I think what I mean to say is if, as a stack-constrained system, I choose to use a buffer to store the items and place a reference to the buffer on the return stack, my stack notation would be:

N>R ( i*n +n -- ) ( R: -- pBuf )

Given that the rationale says that I can do that, I don't think the documentation should imply anything about the format of the data on the return stack after the call except that some opaque data exists there, much like what the stack notation for DO and LOOP say.

Even when a buffer is used, the spec requires to put the number of items on the top of the return stack. I.e., only the part j*x may vary. So a possible variant for actual implementation is: N>R ( i*x +n -- ) ( R: -- addr.buf +n ) NB: add.buf is a subtype of j*x, given that j is undetermined.

Of course, a new implementation-dependent data type nr-sys can be introduced into the specification, so the stack diagrams will be:

• N>R ( u*x u -- ) ( R: -- nr-sys u )
• NR> ( -- u*x u ) ( R: nr-sys u -- )

But you have to provide another rationale for that — since the data type j*r already meets the goals you mentioned before.

With enough reason, the spec can be even changed in a backward-incompatible way as:

• N>R ( u*x u -- ) ( R: -- nr-sys )
• NR> ( -- u*x u ) ( R: nr-sys -- )

Ah! Now I understand what you were saying.
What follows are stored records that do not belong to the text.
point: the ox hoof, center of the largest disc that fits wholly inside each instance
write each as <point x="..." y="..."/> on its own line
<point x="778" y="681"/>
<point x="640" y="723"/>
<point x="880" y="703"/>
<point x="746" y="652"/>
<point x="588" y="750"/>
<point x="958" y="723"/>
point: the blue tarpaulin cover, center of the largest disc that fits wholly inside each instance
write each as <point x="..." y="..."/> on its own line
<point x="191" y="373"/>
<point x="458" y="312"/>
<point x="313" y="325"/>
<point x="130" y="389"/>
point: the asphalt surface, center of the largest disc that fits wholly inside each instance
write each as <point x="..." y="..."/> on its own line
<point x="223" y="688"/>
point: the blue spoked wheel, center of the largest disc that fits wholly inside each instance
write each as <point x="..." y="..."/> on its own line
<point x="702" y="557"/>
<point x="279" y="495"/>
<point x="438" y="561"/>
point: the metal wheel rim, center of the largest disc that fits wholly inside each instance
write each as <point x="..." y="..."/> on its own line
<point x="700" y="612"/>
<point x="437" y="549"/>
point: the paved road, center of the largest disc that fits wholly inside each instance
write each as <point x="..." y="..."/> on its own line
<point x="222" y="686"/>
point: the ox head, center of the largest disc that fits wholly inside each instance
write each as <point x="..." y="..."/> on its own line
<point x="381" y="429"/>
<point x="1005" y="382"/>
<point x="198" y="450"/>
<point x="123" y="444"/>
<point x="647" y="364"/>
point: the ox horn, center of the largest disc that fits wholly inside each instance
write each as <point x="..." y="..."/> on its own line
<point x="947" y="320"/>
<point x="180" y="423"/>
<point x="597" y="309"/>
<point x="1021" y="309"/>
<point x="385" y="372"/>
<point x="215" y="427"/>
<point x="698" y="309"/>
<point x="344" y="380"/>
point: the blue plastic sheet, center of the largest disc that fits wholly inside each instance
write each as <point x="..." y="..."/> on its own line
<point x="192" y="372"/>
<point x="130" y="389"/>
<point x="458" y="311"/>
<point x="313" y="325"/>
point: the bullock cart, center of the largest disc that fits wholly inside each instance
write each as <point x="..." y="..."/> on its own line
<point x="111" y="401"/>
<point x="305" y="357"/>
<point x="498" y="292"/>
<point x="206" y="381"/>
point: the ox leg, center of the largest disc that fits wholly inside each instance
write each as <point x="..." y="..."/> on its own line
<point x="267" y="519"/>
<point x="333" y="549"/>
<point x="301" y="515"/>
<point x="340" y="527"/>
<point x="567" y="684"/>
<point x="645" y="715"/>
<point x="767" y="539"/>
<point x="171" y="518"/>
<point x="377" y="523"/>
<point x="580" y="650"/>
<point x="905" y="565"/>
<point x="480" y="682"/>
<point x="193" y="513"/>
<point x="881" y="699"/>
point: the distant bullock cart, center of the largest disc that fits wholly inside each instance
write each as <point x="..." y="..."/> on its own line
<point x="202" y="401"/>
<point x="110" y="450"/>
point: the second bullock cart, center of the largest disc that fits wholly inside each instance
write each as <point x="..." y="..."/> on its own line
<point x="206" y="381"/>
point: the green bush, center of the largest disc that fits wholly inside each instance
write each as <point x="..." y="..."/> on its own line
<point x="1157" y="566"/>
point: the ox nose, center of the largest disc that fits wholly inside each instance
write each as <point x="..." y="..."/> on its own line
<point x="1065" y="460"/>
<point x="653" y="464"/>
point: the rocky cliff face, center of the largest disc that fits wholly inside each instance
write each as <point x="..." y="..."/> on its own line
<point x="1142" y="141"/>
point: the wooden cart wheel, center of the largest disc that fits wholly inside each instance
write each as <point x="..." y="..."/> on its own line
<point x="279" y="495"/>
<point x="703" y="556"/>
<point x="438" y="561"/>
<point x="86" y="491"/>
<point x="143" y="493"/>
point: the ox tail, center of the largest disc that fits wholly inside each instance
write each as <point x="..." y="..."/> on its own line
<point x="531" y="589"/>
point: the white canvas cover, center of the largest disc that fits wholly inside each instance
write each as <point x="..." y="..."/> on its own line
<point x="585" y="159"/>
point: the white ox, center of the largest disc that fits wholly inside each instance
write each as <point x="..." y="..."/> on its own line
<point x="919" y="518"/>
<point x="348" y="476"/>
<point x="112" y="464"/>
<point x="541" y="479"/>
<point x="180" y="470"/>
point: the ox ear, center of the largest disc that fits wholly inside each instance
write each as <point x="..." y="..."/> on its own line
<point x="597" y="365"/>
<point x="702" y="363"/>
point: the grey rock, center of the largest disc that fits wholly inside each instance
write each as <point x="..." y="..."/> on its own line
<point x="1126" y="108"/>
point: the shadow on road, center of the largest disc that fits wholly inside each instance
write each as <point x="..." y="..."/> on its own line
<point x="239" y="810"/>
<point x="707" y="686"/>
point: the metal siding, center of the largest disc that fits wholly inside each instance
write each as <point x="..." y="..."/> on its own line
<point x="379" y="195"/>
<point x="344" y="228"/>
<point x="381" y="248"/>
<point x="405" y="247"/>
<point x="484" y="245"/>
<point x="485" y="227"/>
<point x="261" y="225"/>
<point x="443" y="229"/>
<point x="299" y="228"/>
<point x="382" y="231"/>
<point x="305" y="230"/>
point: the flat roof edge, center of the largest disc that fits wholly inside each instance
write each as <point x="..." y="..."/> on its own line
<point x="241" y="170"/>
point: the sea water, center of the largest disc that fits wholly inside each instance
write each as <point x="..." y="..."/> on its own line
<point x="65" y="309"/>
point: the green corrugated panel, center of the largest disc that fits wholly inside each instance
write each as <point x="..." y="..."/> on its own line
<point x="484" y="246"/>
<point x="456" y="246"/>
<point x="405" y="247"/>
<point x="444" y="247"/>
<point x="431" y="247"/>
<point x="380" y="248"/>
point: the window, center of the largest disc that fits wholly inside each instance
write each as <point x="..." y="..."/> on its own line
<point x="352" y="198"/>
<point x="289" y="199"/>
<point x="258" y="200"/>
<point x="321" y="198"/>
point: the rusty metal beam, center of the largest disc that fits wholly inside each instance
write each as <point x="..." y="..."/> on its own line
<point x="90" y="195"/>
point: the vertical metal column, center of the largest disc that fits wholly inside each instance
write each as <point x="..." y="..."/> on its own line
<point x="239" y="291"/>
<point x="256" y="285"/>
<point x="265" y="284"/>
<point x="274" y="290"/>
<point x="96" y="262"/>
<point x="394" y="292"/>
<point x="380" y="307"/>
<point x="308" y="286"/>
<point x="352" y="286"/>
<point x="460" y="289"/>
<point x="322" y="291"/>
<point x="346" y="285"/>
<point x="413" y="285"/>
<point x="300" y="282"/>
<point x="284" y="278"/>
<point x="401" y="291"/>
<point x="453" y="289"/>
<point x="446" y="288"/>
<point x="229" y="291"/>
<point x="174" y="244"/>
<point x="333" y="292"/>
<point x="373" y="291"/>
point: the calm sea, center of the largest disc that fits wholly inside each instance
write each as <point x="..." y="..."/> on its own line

It was not immediately clear to me that j*x could mean nr-sys, or that the rationale was saying that just pushing nr-sys was not an option. I read the statement to mean that it was an option. I definitely think that:

( x<sup>n ... x<sup>1 +n -- ) ( R: -- nr-sys +n )

would be a much clearer stack notation, for what it's worth. It also feels like there should be some mention of an ambiguous condition if n<0.

It also feels like there should be some mention of an ambiguous condition if n<0.

This part is already made clear in the stack effect: the symbol +n means "non-negative number". Giving any word a value of an inappropriate type always results in an ambiguous condition, so I don't think it needs to be re-stated in the prose. (It would probably be wise for standard systems to declare how they handle this particular case, but standard programs will respect the type constraints of the standard.)